Petasites Hybridus (ButterburRoot) Extract is effective in the Prophylaxis of Migraines Results of a Randomized, Double-Blind Trial
This study examined the efficacy and tolerability of an extract of Petasites hybridus compared to placebo in a double-blind parallel-group trial of patients suffering from migraine headaches with and without aura, as classified by the IHS. After a 4-week run-in observation phase without any trial medication, 60 such patients received randomly either the Petasites preparation (50 mg.BID) or placebo for 12 weeks. A total of 33 patients were allocated to the
drug group and 27 patients to the placebo group. In all, 58 patients completed the study. The efficacy was evaluated by means of a headache diary in which the frequency, duration and intensity of migraine headache were assessed. The frequency of migraine attacks per 4 weeks from patient diaries was defined as the primary efficacy variable. In addition, migraine-associated symptoms,
use of analgesics, global assessment of efficacy as well as the occurrence of adverse events were assessed. Compared to placebo, Petasites hybridus significantly reduced the frequency of migraine attacks and days with migraine per month as well as the frequency of accompanying symptoms (p<0.05).

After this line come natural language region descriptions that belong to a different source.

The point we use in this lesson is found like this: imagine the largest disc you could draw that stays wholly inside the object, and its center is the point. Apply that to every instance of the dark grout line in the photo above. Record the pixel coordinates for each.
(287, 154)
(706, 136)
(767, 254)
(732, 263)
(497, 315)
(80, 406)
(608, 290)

Global asessment of efficacy was also significantly better for the active group (p<0.01). The duration and intensity of pain were also diminished, but these results were not statistically significant. Compared to baseline,
Petasites hybridus reduced the frequency of attacks by 46% after 4 weeks. 60% after 8 weeks and 50% after 12 weeks of treatment (placebo group: 24%, 17% and 10% respectively). No adverse drug reactions were reported in either the drug or placebo group. The efficacy and excellent tolerability of the Petasites hybridus extract observed in this study suggest that this plant
preparation can be of clinical benefit to migraine patients.